Infrastructural Occupations: Waste and Electricity in Palestine.
Date(s) - 02/24/2020
6:00 pm - 8:00 pm
Hagop Kevorkian Center for Near Eastern Studies at NYU
Hagop Kevorkian Center for Near Eastern Studies at NYU and NYU Gallatin School of Individualized Study
NEW YORK CITY, NEW YORK
Join us for a Panel discussion on “Infrastructural Occupations: Waste and Electricity in Palestine.” In this talk, Fredrik Meiton will discuss his book Electrical Palestine: Capital and Technology from Empire to Nation and Sophia Stamatopoulou-Robbins will talk about her book Waste Siege: The Life of Infrastructure in Palestine with discussants Mohammed Rafi Arefin and Nasser Abourahme.
Book 01: Electrical Palestine: Capital and Technology from Empire to Nation: Like electricity, political power travels through physical materials whose properties govern its flow. Electrical Palestine charts the construction of Palestine’s electric grid in the interwar period and its implication in the area’s rapid and uneven development. It does so in an effort to rethink both the origins of the Arab-Israeli Conflict and the interplay of politics, capital, and technology more broadly. The study follows the coevolution of the power system and Zionist state building efforts in Palestine on the conceptual and material level. Conceptually, the design and construction of the system shaped Palestine as a precisely bounded entity with a distinct political, social, and economic character.

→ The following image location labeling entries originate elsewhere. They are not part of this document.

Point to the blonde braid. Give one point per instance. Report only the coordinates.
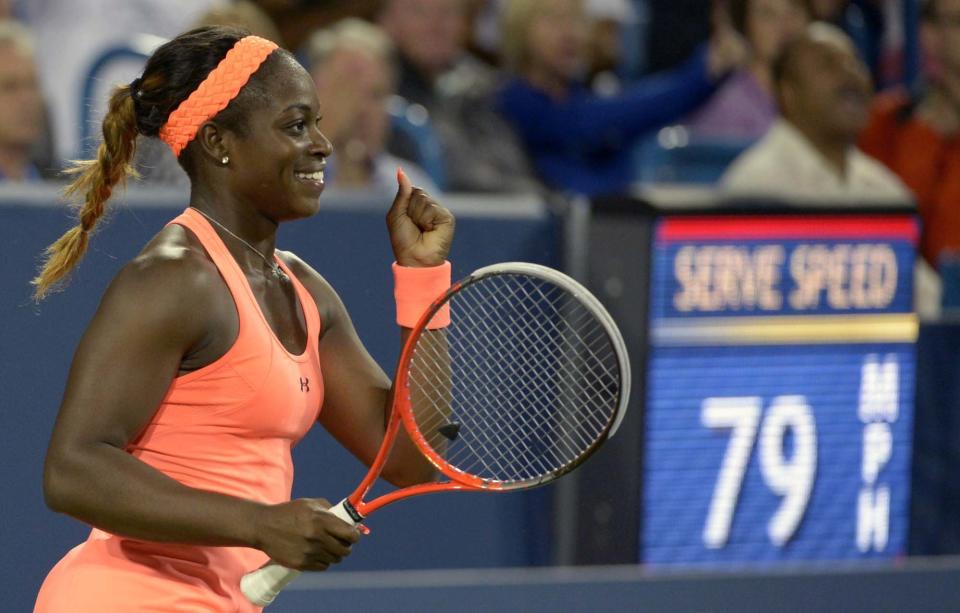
(95, 182)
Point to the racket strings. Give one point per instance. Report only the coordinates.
(526, 373)
(538, 386)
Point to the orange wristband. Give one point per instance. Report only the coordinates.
(415, 289)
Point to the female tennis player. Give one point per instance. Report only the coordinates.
(212, 352)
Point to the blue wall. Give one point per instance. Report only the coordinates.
(347, 242)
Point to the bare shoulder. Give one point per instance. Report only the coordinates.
(328, 302)
(171, 283)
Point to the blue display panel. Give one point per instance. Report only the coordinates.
(780, 390)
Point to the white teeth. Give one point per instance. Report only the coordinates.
(313, 176)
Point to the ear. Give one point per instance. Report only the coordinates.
(214, 141)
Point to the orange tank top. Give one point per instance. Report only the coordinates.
(229, 427)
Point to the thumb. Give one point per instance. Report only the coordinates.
(402, 199)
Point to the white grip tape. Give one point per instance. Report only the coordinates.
(262, 585)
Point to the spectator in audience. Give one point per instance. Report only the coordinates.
(578, 141)
(244, 14)
(480, 151)
(351, 63)
(916, 135)
(605, 51)
(744, 107)
(21, 104)
(823, 91)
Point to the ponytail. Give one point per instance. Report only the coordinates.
(94, 183)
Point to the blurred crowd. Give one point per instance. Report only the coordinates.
(813, 99)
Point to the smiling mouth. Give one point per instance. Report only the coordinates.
(316, 177)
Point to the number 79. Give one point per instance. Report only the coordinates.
(791, 478)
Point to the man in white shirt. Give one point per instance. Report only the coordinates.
(824, 91)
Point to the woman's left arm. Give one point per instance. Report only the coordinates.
(357, 393)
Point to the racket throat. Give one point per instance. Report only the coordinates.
(352, 512)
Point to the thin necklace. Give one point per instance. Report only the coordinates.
(277, 271)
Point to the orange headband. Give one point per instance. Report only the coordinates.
(216, 91)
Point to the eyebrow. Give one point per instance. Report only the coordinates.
(306, 108)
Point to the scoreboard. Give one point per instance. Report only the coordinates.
(779, 389)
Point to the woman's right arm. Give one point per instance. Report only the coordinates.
(154, 313)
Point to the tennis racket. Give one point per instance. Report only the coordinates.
(527, 381)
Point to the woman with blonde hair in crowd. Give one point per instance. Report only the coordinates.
(578, 141)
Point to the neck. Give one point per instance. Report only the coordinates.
(242, 220)
(556, 86)
(833, 149)
(14, 162)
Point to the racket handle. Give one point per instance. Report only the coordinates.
(262, 585)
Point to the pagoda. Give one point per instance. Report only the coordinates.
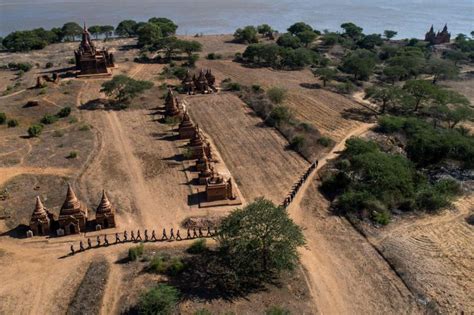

Materially, the borders of the mandate were mapped onto the power system and structured an ethno-national division of capital, land, and labor. In 1948, these coevolving forces ultimately carried over into Jewish statehood and Palestinian statelessness.
Fredrik Meiton is a historian of the modern Middle East. He studies the intersection of politics, science and the environment, especially in the context of colonial development. He teaches courses in global and Middle Eastern history, often with a focus on science, technology, energy and the environment.
Book 02: Waste Siege: The Life of Infrastructure in Palestine: This talk offers an analysis unusual in the study of Palestine: it begins with the environmental, infrastructural, and aesthetic context in which Palestinians forge their lives, naming that context a “waste siege.” Sophia argues that to speak of waste siege is to describe a series of conditions, from smelling wastes to negotiating military infrastructures, from bio-political forms of colonial rule to experiences of governmental abandonment, from obvious targets of resistance to confusion over responsibility for the burdensome objects of daily life. She focuses on waste as an experience of everyday life that is continuous with, but not a result only of, occupation. Tracing Palestinians’ experiences of wastes over the past decade, and their improvisations for mitigating the effects of this siege, Sophia considers how multiple authorities governing the West Bank—including municipalities, the Palestinian Authority, international aid organizations, and Israel—rule by waste siege, whether intentionally or not. The talk depicts waste’s constant returns. It thus challenges both common formulations of waste as “matter out of place” and as the ontological opposite of the environment, by suggesting instead that waste siege be understood as an ecology of “matter with no place to go.” Waste siege thus not only describes a stateless Palestine, but also becomes a metaphor for our besieged planet.
Professor Stamatopoulou-Robbins is an anthropologist whose research interests include infrastructure, waste, environmentalism, climate change, colonialism and postcoloniality, austerity, platform capitalism and property.
Mohammed Rafi Arefin is an Assistant Professor/Faculty Fellow at NYU Gallatin. He is an urban geographer whose research combines insights from urban geography, political economy, and social theory to study the politics of waste and sanitation.
Nasser Abourahme works between urban geography, political theory, and postcolonial studies. His current work moves across the social sciences and the humanities to focus on issues of borders and encampment as they come up against questions of aesthetics and textuality.
This event is free and open to public.